First they came for the homeless, and I spoke out — despite having a home — because I didn’t want to be the punchline of an updated version of that poem.
To make sleeping outdoors illegal is to mandate participation in the real estate market as an owner or renter of a home. It’s to mandate the purchase of housing. If you want to mandate the purchase of something, you have to subsidize the purchase. You can’t just tell people that they have to buy something, whether they can afford it or not, and then punish them for not buying it because they can’t afford it.
So if we want to ban outdoor sleeping, we have to provide housing. If homelessness is a choice, then we can regulate it like we do any other choice, based on negotiation and compromise between different interests and for the common good. But if homelessness is not a choice, it is beyond regulation.
Living human beings sleep by nature. To outlaw sleeping outdoors when sleeping indoors is not possible is to outlaw living. This isn’t a hyperbole, and it’s not rheotircal. Given the short life expectancy of the homeless and their vulnerability to nature and criminals, to outlaw homelessness is literally to outlaw living for those who can’t afford housing.

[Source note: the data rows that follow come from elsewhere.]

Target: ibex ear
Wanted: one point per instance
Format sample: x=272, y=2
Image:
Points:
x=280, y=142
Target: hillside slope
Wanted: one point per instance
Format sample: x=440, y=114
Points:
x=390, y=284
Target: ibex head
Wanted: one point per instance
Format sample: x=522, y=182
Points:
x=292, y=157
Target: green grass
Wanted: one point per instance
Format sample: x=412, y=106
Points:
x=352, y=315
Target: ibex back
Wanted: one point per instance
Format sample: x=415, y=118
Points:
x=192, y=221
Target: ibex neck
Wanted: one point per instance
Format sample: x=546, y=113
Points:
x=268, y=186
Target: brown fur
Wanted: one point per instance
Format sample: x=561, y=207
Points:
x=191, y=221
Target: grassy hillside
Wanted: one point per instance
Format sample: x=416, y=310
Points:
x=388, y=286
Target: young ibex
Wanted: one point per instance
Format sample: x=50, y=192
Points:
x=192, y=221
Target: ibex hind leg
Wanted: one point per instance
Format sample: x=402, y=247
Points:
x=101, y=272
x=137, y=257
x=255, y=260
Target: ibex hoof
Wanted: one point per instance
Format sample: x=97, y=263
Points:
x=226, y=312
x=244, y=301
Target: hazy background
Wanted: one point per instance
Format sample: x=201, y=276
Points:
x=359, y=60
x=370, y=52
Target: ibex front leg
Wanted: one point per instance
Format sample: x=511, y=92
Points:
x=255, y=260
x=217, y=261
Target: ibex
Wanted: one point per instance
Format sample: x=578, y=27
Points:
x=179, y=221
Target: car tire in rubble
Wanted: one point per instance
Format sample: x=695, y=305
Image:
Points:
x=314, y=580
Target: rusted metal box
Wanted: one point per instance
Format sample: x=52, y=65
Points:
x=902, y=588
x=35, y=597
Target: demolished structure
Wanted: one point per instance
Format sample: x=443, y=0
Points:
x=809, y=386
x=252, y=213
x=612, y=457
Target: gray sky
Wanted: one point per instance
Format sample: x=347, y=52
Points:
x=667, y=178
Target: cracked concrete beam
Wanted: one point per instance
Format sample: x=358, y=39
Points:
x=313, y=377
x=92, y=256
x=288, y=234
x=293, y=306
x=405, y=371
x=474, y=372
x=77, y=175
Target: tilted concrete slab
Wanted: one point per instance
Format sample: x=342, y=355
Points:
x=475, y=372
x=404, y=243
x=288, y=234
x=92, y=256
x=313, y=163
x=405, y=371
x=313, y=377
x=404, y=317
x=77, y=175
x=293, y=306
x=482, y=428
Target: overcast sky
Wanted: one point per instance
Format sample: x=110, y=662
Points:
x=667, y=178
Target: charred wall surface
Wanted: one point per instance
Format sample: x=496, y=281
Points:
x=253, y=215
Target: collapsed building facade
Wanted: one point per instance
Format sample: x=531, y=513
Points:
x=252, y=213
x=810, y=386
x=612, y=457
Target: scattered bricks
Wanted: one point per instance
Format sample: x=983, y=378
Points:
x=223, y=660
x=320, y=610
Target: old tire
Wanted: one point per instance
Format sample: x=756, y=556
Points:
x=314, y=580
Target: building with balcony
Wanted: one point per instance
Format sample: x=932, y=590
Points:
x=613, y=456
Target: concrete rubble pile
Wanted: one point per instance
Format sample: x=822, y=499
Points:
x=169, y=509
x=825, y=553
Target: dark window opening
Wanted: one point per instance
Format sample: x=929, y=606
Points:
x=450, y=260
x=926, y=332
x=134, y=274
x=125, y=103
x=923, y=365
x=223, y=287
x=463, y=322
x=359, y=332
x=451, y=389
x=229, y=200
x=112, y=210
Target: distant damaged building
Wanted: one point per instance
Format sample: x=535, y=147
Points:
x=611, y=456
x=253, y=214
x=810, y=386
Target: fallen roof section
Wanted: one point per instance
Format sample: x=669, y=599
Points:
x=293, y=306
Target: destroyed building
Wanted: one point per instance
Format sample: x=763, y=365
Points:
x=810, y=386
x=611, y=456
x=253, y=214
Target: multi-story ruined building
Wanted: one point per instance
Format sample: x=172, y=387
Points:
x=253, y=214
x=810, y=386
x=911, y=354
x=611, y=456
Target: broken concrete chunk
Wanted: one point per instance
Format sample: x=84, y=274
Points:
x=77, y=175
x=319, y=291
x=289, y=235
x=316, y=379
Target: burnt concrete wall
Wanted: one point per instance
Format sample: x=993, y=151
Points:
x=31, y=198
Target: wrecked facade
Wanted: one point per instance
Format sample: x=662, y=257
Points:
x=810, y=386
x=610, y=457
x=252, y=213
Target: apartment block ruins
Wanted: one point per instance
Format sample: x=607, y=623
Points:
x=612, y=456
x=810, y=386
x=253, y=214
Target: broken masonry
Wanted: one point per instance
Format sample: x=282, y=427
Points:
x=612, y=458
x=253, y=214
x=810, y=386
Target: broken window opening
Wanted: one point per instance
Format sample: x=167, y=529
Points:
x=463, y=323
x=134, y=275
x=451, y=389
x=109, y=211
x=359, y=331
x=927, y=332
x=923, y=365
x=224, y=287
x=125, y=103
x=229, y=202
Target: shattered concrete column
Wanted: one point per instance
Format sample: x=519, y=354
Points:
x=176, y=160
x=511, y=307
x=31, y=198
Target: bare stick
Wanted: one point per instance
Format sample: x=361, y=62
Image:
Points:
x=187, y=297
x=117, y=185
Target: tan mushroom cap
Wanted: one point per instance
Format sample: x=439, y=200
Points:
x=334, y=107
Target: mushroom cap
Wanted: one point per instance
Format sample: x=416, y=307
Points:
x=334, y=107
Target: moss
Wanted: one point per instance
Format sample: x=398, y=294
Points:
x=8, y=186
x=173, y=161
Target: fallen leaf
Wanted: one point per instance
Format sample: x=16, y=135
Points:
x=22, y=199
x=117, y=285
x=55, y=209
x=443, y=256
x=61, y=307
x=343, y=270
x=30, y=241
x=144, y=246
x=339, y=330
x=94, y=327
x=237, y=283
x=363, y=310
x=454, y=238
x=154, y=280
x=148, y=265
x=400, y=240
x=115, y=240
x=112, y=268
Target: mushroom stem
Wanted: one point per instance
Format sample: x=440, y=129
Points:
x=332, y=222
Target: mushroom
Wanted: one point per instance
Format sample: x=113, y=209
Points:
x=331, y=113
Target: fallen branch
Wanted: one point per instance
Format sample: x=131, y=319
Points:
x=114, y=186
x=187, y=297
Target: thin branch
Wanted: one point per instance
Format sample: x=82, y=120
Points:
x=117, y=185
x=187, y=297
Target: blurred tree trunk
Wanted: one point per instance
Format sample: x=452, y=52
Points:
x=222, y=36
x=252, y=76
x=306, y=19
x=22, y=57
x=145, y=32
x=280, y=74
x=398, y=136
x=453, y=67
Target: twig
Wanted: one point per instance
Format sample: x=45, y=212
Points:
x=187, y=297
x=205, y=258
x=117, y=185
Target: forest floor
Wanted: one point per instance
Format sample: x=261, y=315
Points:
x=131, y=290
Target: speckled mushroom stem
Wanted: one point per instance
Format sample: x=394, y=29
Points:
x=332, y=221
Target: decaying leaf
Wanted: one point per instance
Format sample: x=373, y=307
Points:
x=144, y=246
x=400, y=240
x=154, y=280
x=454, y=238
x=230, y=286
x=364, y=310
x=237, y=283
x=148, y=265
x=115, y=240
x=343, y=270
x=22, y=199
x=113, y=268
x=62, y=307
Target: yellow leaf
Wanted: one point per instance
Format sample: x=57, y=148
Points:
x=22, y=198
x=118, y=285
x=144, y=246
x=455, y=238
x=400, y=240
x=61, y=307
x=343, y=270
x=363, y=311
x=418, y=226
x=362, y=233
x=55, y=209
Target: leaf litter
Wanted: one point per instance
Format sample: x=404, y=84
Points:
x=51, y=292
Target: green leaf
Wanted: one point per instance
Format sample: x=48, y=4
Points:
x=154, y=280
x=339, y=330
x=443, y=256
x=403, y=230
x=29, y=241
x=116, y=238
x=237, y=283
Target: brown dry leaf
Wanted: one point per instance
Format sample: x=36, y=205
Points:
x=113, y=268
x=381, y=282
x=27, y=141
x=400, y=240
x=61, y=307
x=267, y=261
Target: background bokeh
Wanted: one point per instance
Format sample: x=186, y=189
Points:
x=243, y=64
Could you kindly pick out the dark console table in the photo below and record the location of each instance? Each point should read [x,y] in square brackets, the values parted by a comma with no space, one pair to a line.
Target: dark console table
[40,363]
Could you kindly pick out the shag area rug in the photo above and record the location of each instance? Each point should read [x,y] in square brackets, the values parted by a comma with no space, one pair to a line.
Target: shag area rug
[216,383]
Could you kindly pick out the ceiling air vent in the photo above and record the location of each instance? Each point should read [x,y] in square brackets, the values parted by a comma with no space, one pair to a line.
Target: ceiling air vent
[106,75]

There is no “common good” so good that it can justify that.
The same point applies to every other unpleasantness that homelessness imposes on those of us with homes. The homeless are human beings, and human beings are tool-using beings: We have to have possessions, and those have to go somewhere, so there is “a mess” where the homeless sleep. If you use tools of any kind, you necessarily end up with garbage, so there is trash where the homeless sleep. Animals, including human beings, excrete waste, so there are feces on the ground where the homeless sleep.
If you don’t like these things, then provide the homeless with lockers, trash cans and sanitary facilities. You can mandate that people use these things, but only if they’re available. Some trash is objectively dangerous, such as used needles and condoms. City cleaning crews can make a pass-through with rakes to deal with that, and we can also lean on the homeless themselves to take care of those issues. Homeless people without the mental capacity to use these facilities may be dealt with in the least constraining manner compatible with both the public good and their own dignity.
Real crime, on the other hand — harassment, mugging, assault — is not intrinsic to human existence, and we don’t have to put up with it from the homeless. But homeless people are not, as a group, unusually prone to violence. To the contrary, the homeless are among those most likely to be victims of crime. We make it necessary for them to evade the police and other potential witnesses. They are invisible and without recourse, so of course they will be beaten, robbed and raped.
Homeless people who commit real crimes can be arrested for their actual crimes, not for the crime of existing on our streets. There has been no sudden skyrocket in violence by homeless people to justify turning the police loose on our homeless Austinites, certainly nothing to justify the governor sending in state troopers to chase our neighbors into the woods, and very definitely nothing to justify the president in opening up concentration camps in which to store — and no doubt exploit — the homeless.
If the City Council needs to bend on certain area of town, like West Campus, to preserve the bulk of the present policy and call our attention back to the actual problem, fine. But the problem is that people lack homes. The problem is not that we can see the problem. Those who advocate recriminalization of homeless don’t seem to know that homeless people exist even when you can’t see them. They act as though City Council summoned the homeless from the Earth in June by some evil liberal magic just to annoy us. They didn’t. They revealed a problem. They didn’t create it.
Homeless people are people. Let them live.
Register is a professor of philosophy at Austin Community College.